# Want to upgrade speakers but keep factory radio...



## weimerrj (Dec 4, 2011)

Xtremerevolution is a car audio expert, and has out a lot of information here about how and what to do. One thing he recommends is to not upgrade your speakers unless you upgrade amplification and add a DSP, for which he has created Gen1 Cruze files that work well. If you search around the rest of the car audio forums you should be able to find his recommendations and a lot of specific instruction.


----------



## Zabakdaz (May 27, 2016)

I was going to get amplifiers for these speakers as well. 


Sent from my iPhone using Tapatalk


----------



## Zabakdaz (May 27, 2016)

I don't know what a DSP is, and I have searched through these forums but worried that because they seemed to be referring to other years of the Cruze, what I was reading wasn't going to apply. Thanks for your reply though, and I will check out that person's posts. 

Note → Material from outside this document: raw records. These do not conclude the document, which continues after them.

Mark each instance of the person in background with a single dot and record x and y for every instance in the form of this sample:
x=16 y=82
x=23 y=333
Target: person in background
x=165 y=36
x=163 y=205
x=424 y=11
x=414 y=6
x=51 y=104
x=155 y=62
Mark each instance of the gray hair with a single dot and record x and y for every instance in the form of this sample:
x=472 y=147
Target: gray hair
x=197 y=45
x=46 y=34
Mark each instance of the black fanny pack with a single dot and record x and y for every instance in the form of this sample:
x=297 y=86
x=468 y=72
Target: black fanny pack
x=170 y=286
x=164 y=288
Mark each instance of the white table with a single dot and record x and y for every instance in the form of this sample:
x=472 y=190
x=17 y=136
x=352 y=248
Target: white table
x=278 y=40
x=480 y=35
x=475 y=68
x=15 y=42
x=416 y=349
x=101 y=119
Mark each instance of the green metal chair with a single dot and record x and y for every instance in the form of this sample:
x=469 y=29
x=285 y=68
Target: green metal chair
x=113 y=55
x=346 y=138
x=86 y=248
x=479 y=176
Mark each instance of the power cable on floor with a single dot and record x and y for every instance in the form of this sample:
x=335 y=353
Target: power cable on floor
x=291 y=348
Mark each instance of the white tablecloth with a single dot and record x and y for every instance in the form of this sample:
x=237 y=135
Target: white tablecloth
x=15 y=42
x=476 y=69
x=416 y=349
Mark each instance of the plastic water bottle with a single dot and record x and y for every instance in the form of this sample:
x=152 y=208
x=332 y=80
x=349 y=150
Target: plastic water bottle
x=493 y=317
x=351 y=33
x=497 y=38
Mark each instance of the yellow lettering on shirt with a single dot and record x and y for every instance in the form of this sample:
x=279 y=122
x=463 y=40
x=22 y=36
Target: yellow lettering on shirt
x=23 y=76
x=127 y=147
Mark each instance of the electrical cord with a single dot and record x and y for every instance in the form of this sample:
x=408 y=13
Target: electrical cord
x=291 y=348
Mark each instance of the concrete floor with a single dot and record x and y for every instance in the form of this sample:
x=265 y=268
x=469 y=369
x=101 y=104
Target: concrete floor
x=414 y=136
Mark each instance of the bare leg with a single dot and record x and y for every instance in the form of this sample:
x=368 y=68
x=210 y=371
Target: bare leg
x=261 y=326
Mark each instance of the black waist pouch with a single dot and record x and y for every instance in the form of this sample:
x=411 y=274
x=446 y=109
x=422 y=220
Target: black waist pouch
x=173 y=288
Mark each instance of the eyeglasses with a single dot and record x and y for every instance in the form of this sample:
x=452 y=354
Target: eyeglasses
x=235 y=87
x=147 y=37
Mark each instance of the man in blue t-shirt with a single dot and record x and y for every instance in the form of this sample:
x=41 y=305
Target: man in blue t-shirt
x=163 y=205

Sent from my iPhone using Tapatalk

EDIT: 
Okay! I know what a DSP is now lol. AND I've checked out Xtremerevolution - I've actually skimmed that sticky before and it's all great information and I will definitely utilitize it. I've even checked out his website.  However, please forgive me if I'm missing something here, but this is more about audio quality and tuning, and types of speakers, and not actually about attaching them to the factory radio. My issue is that if I'm trying to install these speakers, I was under the impression that I would need a wiring harness for all of this to work properly with my current factory headunit. I could be wrong... but that was information provided to me from the audio store, I was told I could not install any of the aftermarket speakers, not even the subwoofer, with amps, without this.


----------